His voice didn't waver. "Then you die."

Nina smacked his arm. "What he means is, we won't let that happen."

Xyren shot her a warning look but didn't correct her.

Aria looked around the circle — the strange, mismatched group that somehow carried the kingdom's fate in their hands. Shadows. Spies. Guardians. And her — a girl pulled from another world who only wanted to go home.

Her throat tightened. "You said seventeen days."

"Yes."

Her voice fell to a whisper. "I'll help. But after that… I'm leaving."

The words caught even her off guard.

James blinked. "Leaving?"

"To where?" Nina asked.

"Home." Aria's voice softened. "To Earth."

The word felt distant now — like something from a fading dream.

Nike frowned, his tone unreadable. "You still believe there's a way back?"

"I have to."

Xyren's jaw flexed. For a moment, his mask cracked — something unreadable passed in his eyes. "We'll see," he murmured.

Before Aria could ask, he raised his hand. The floor beneath them glowed faintly — symbols sparking alive in a ring.

"Our meeting ends here. Lirien's patrols are everywhere today."

The world tilted again. Light swallowed them. When Aria blinked next, she stood back in her chamber — her heart racing, the air warm again, sunlight spilling through her balcony.

The letter still lay on her table. Kael's coronation.

She stared at it until her reflection blurred in the wax seal. The noise of the city drifted faintly through the windows — cheers, bells, traders shouting about silks and fruits.
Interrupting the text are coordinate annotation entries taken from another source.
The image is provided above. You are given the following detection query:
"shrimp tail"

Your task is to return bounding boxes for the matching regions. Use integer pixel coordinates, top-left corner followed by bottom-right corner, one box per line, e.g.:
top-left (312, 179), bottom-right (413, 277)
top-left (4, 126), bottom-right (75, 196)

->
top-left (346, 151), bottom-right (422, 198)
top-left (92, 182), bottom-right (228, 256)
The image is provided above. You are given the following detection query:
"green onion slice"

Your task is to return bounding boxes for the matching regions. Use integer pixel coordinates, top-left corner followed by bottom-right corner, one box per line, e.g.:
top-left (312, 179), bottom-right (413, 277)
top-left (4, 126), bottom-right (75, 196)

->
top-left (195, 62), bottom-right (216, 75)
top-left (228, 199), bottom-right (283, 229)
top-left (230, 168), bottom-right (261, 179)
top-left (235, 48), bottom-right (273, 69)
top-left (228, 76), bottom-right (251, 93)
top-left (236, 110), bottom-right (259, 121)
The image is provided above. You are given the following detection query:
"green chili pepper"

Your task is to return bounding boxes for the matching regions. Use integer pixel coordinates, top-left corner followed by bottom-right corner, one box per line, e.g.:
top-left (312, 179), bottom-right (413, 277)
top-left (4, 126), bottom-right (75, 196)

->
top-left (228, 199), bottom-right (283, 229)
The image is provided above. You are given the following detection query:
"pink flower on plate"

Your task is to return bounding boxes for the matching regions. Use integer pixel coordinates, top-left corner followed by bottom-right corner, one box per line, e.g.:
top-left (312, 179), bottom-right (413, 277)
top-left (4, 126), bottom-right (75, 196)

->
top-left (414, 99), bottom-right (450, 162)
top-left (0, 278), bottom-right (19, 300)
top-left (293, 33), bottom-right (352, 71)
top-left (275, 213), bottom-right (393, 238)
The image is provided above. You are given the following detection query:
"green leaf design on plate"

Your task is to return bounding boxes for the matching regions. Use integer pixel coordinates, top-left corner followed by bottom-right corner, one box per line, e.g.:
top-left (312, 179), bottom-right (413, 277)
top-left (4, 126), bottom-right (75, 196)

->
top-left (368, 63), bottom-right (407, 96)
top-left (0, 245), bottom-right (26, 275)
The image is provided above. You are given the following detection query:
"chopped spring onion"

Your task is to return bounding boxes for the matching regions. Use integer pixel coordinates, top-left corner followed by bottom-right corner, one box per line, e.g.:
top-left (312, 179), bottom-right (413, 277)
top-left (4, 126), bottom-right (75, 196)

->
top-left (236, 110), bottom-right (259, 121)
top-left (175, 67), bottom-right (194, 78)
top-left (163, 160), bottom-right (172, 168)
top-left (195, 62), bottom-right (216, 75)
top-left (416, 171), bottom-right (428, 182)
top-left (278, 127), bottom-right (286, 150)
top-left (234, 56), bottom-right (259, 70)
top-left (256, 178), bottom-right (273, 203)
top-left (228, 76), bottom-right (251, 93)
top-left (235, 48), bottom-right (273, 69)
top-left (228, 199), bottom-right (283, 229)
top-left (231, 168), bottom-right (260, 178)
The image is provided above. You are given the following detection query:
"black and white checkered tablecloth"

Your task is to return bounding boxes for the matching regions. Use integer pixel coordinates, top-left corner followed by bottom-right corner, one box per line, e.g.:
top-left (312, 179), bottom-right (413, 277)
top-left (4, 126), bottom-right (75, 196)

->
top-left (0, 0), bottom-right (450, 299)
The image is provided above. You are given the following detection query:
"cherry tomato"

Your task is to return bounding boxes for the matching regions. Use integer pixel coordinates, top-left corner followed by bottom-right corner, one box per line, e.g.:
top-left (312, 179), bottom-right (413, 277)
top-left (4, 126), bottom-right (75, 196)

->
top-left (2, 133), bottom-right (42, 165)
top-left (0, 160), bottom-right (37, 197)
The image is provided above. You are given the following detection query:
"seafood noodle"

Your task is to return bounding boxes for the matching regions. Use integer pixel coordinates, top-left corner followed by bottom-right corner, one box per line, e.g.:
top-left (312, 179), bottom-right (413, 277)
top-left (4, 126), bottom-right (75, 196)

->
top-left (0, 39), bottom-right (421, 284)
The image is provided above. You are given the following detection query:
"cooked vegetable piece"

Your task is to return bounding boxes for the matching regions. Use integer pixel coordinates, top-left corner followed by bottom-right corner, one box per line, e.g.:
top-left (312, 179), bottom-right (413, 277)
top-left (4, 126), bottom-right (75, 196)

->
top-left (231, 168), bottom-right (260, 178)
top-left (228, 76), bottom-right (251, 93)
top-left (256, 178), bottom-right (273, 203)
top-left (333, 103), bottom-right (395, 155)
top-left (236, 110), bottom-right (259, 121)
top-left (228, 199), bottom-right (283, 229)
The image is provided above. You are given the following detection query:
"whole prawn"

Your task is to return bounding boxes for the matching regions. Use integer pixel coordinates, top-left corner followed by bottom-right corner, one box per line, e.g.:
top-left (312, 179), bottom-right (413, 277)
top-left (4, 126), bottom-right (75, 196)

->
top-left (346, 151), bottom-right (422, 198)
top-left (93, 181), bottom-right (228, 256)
But all she could hear was Xyren's voice —

"Then you die."

And beneath it, quieter — almost lost in the hum of wind —

"We'll see."

She moved to the balcony, gripping the stone edge. The valley stretched far below, alive with color, music, and laughter. Yet under it all, she could feel something… watching. The Tree of Life shimmered faintly in the sunlight — its leaves whispering with the wind.

A celebration was coming. A coronation.And maybe — the end of everything that came before.

She pressed a hand to her heart. It beat too fast, too loud.

"Seventeen days," she murmured. "Then I'll be gone."

The Tree swayed in the distance. And though she couldn't hear it — it almost seemed to sigh.